“New AI Model Predicts Seizures in Newborns with Brain Injury”
In a groundbreaking study, researchers developed a machine learning (ML) model designed to predict the initial onset of seizures in newborns suffering from hypoxic–ischemic encephalopathy (HIE). HIE is a serious condition that affects infants due to a lack of oxygen and blood flow to the brain, and seizures are a common complication. The model, dubbed Neo-GB, leverages both clinical data (like blood gas values and gestational age) and quantitative electroencephalogram (QEEG) features to assess seizure risk over time.
To create the Neo-GB model, the researchers utilized a dataset from the University of California, San Francisco (UCSF), which included 60 neonates, half of whom experienced seizures.

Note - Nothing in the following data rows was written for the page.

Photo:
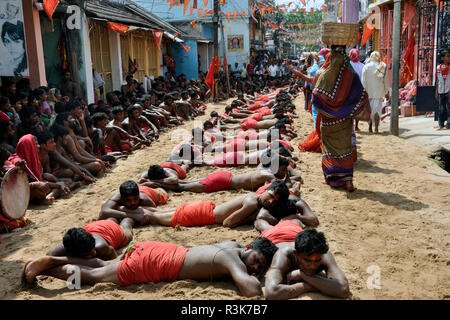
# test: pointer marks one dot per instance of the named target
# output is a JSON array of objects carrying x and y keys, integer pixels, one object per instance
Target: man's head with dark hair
[
  {"x": 258, "y": 255},
  {"x": 277, "y": 191},
  {"x": 79, "y": 243},
  {"x": 59, "y": 131},
  {"x": 207, "y": 125},
  {"x": 156, "y": 172},
  {"x": 310, "y": 245},
  {"x": 99, "y": 117},
  {"x": 129, "y": 194},
  {"x": 46, "y": 140}
]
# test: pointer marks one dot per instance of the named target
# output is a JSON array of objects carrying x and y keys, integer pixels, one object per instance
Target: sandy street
[{"x": 396, "y": 224}]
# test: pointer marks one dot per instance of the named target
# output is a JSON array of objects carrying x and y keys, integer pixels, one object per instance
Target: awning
[{"x": 172, "y": 36}]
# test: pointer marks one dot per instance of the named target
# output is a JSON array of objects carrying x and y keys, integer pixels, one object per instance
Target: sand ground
[{"x": 397, "y": 222}]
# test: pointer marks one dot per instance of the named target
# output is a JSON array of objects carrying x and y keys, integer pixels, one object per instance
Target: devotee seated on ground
[
  {"x": 306, "y": 266},
  {"x": 238, "y": 211},
  {"x": 145, "y": 262}
]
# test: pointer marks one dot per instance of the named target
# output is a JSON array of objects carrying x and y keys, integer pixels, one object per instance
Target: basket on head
[{"x": 342, "y": 34}]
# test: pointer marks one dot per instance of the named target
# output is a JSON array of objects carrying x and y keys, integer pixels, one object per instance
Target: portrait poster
[
  {"x": 235, "y": 43},
  {"x": 13, "y": 51}
]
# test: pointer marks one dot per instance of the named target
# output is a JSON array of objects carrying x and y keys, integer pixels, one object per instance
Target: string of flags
[{"x": 203, "y": 12}]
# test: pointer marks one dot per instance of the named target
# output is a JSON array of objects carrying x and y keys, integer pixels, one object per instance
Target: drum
[{"x": 14, "y": 194}]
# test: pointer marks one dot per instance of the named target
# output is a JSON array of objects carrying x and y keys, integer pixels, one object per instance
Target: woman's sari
[{"x": 339, "y": 97}]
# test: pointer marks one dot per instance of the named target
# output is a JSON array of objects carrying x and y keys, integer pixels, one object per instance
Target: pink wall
[{"x": 33, "y": 38}]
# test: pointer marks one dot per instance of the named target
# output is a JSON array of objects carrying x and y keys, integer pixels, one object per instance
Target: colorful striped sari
[{"x": 339, "y": 97}]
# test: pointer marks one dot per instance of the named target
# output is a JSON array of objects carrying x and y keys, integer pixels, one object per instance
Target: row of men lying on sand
[{"x": 297, "y": 260}]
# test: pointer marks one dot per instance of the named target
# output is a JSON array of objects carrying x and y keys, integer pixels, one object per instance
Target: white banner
[{"x": 13, "y": 53}]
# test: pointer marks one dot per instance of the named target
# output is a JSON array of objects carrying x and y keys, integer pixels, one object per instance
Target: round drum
[{"x": 15, "y": 194}]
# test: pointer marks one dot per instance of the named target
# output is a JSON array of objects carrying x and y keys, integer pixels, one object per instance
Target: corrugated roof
[{"x": 116, "y": 14}]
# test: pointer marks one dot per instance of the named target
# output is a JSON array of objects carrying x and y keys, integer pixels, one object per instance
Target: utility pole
[
  {"x": 395, "y": 67},
  {"x": 216, "y": 42},
  {"x": 224, "y": 57}
]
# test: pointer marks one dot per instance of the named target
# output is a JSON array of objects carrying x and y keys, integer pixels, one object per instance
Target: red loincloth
[
  {"x": 157, "y": 196},
  {"x": 229, "y": 159},
  {"x": 151, "y": 262},
  {"x": 217, "y": 181},
  {"x": 194, "y": 213},
  {"x": 283, "y": 231},
  {"x": 108, "y": 230},
  {"x": 179, "y": 169}
]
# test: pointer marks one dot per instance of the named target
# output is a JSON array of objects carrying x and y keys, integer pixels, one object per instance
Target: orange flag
[
  {"x": 49, "y": 7},
  {"x": 368, "y": 29},
  {"x": 118, "y": 27},
  {"x": 262, "y": 12},
  {"x": 186, "y": 48},
  {"x": 186, "y": 4},
  {"x": 158, "y": 36}
]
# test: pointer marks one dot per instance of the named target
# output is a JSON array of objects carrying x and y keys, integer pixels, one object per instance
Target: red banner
[
  {"x": 158, "y": 36},
  {"x": 49, "y": 7},
  {"x": 118, "y": 27}
]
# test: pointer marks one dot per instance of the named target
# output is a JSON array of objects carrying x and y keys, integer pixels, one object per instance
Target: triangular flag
[
  {"x": 49, "y": 7},
  {"x": 172, "y": 2},
  {"x": 158, "y": 36},
  {"x": 186, "y": 48},
  {"x": 186, "y": 4},
  {"x": 368, "y": 29}
]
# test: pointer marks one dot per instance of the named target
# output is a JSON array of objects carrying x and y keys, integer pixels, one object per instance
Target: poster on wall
[
  {"x": 13, "y": 51},
  {"x": 235, "y": 43}
]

They trained the model using various clinical factors and specific QEEG metrics, such as statistical moments and spectral power, which reflect brain activity. They also enhanced their training with additional publicly available EEG data from other hospitals. The results were promising, showing that Neo-GB could effectively forecast seizure onset both statically at a specific time and dynamically over a 24-hour period.
The model’s performance was impressive; for static forecasts 30 minutes after EEG initiation, Neo-GB achieved an area under the receiver operating characteristic curve (AUROC) of 0.76 without time-dependent features and 0.89 with them. In dynamic assessments over 24 hours, the model showed a median iAUC of 0.79, indicating a solid ability to predict when seizures would occur. Notably, the factors that influenced the model’s predictions the most included spectral power, postmenstrual age, and cord blood gas values.
This research highlights the potential of combining advanced technology like machine learning with clinical assessments to improve outcomes for newborns with HIE. By identifying changes in spectral power in the EEG leading up to a seizure, clinicians could potentially intervene earlier and more effectively. Overall, this study opens the door for further advancements in monitoring and treating neonatal seizures, ultimately aiming to enhance the quality of care for vulnerable infants.